Song Meaning
The lyrics present a surreal, dreamlike landscape where the narrator revisits a potent, unsettling memory. The "river of bees" and "five orange trees" establish a vivid, almost hallucinatory setting, immediately tinged with an ancient, mysterious quality. The arrival of a blindman singing of "what was older" introduces a figure of profound, perhaps prophetic, significance, setting a tone of deep introspection and questioning.
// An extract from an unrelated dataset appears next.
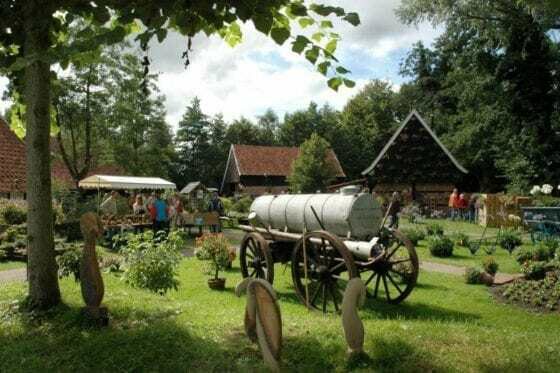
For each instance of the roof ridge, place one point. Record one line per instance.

This dreamscape seems to be a confrontation with time and existence, particularly as the narrator reflects on a fifteen-year span and the fate of the blindman, who "will have fallen into his eyes." The narrator’s own journey through "calendars" and rooms, asking "how shall I live," highlights a desperate search for guidance and meaning in the face of an overwhelming, perhaps predetermined, future. The imagery of "empty bottles" carried in "one man processions" as an "image of hope" offers a stark, ironic commentary on the futility of conventional aspirations.
The recurring phrase "He will have fallen into his eyes" and later "He will have fallen into his mouth" suggests a profound dissolution or absorption into a primal state, a loss of self that mirrors the narrator’s own existential crisis. The assertion that "Men think they are better than grass" introduces a critique of human arrogance, contrasting it with a more fundamental, perhaps natural, existence. The narrator’s return to the blindman’s voice, described as "rising like a forkful of hay," grounds the abstract in a tangible, earthy image, even as the blindman’s pronouncement "nothing is real" dissolves certainty.
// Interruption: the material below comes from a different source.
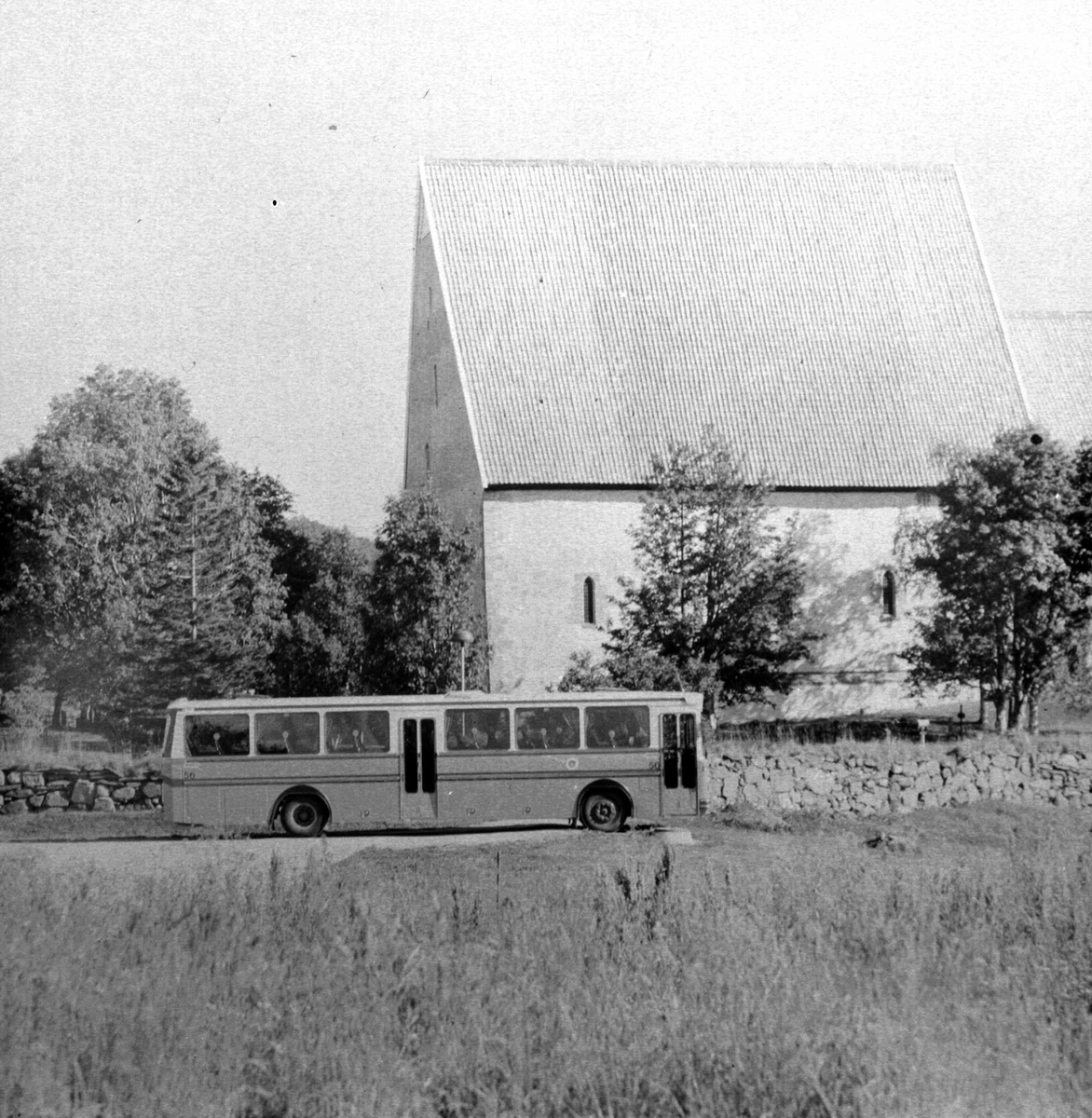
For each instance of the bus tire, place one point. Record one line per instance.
(303, 816)
(603, 811)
The core tension lies in the conflict between the instinct to survive and the desire to truly live. The cryptic message on the door, "what to do to survive," is directly countered by the profound realization, "But we were not born to survive / Only to live." This final declaration, echoing the blindman’s ancient song and the narrator's own search, suggests that a meaningful existence transcends mere survival, embracing a more authentic, perhaps even ephemeral, state of being, much like the "echo of the future."